Le CNRS, N°1 mondial dans le monde de la recherche

Il y a presque un an, Nicolas Sarkozy recevait les chercheurs français à l’Elysée et leur servait le discours suivant : « Plus de chercheurs statutaires, moins de publications et pardon, je ne veux pas être désagréable, à budget comparable, un chercheur français publie de 30 à 50% en moins qu’un chercheur britannique dans certains secteurs. Évidemment, si l’on ne veut pas voir cela, je vous remercie d’être venu, il y a de la lumière, c’est chauffé…… On peut continuer, on peut écrire. C’est une réalité et si la réalité est désagréable, ce n’est pas désagréable parce que je le dis, c’est désagréable parce qu’elle est la réalité, c’est quand même cela qu’il faut voir. » Naturellement, ces propos avaient consterné le monde de la recherche.

 

Question : pourquoi le classement établi il y a quelques jours par un institut espagnol n’a été repris que par très peu de médias français ? L’information était davantage présente sur internet et notamment, sur Rue89. L’institut Scimago a classé plus de 2000 institutions ayant effectué plus de 100 publications indexées par la base de données Scopus (base de données multidisciplinaires de sources dans le domaine des sciences).
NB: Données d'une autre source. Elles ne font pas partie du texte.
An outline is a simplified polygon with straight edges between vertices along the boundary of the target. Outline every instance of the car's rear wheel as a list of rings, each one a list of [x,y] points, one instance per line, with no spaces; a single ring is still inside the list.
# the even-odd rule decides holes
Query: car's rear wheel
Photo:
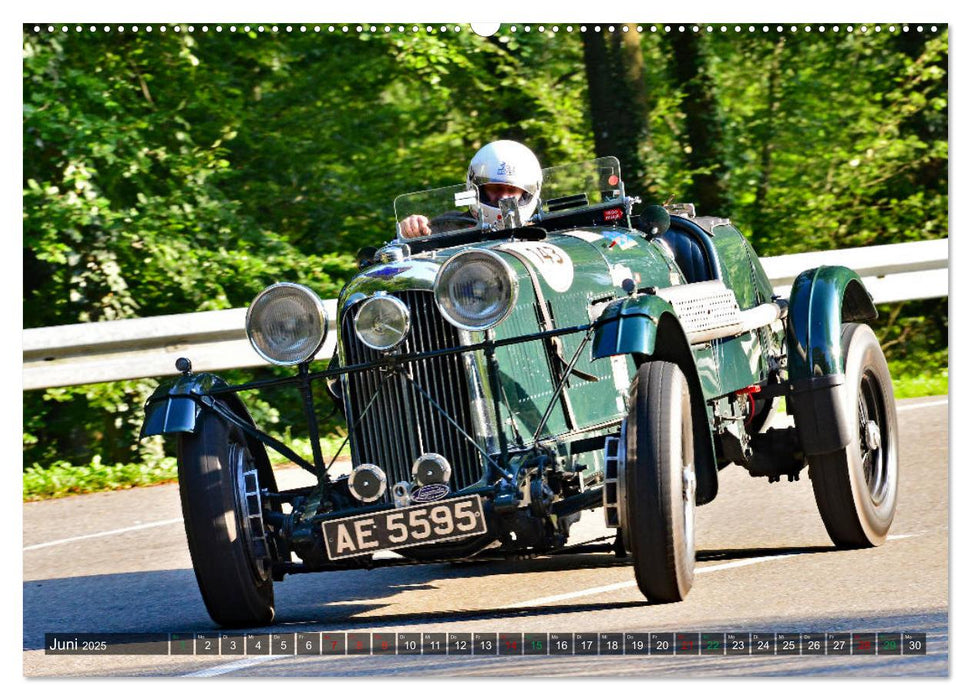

Ce classement regroupe des organismes de recherche comme le CNRS, des universités, de gros laboratoires et des instituts privés. Résultat : le CNRS arrive en première position à l’échelle mondiale. L’INSERM est 10eme, le CEA 54eme et l’université Pierre et Marie Curie 76eme, devant beaucoup d’universités américaines très prestigieuses. La première entreprise privée, IBM, se classe 375eme. Je trouve que pour des pantouflards, les chercheurs français tirent plutôt bien leur épingle du jeu… Cette information démontre la vitalité de la recherche française et surtout, la nécessité de la soutenir face aux invectives présidentielles.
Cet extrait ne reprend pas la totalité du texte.